Lithuania commemorated on Wednesday the 30th anniversary of a deadly Soviet crackdown against the small Baltic state's independence.
More than a dozen people lost their lives on January 13, 1991 when Soviet troops and tanks drove through crowds gathered in front of the television tower in Vilnius — seen as a symbol of independence.
Lithuania had declared its independence in 1990 but the Soviet Union tried to reimpose its constitution on the country. The bloodshed in Vilnius led to a referendum in which Lithuanians overwhelmingly backed independence from Moscow. The Soviet Union collapsed months later.
Lithuanian President Gitanas Nauseda led the commemorations on Wednesday — muted because of the pandemic — and drew a comparison between the event currently unfolding in Belarus and Freedom Defenders' Day, as it is known.
"OTD (on this day) 30 years ago, Lithuania defended its independence against Soviet military power.

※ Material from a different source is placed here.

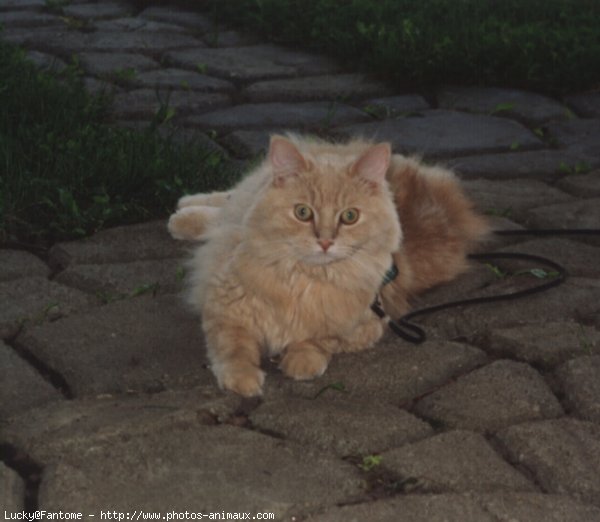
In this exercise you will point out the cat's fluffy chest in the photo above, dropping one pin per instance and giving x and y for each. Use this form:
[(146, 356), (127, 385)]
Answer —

It was the beginning of the fall of the USSR," he wrote on Twitter.
"Today civil society in Belarus calls for support to gain their democratic rights. Stay strong, raise hope, believe in freedom! You are not alone!" he added.
Svetlana Tsikhanovskaya, the opposition leader who claims to have won the August 9, 2020 Belarusian presidential election against long-time ruler Alexander Lukashenko, has been in self-imposed exile in Lithuania since shortly after the ballot over fears for her safety.
The Seimas, Lithuania's parliament, awarded her its annual Freedom Prize on Wednesday.
Tsikhanovskaya said upon receiving the prize that "it is important to know that we are not alone in our fight for democracy."
"It belongs to all Belarusians who peacefully fight against violence and lawlessness. It is a big honour, but also a reminder for all of us. That we need to stay focused and united. And we will win," she added.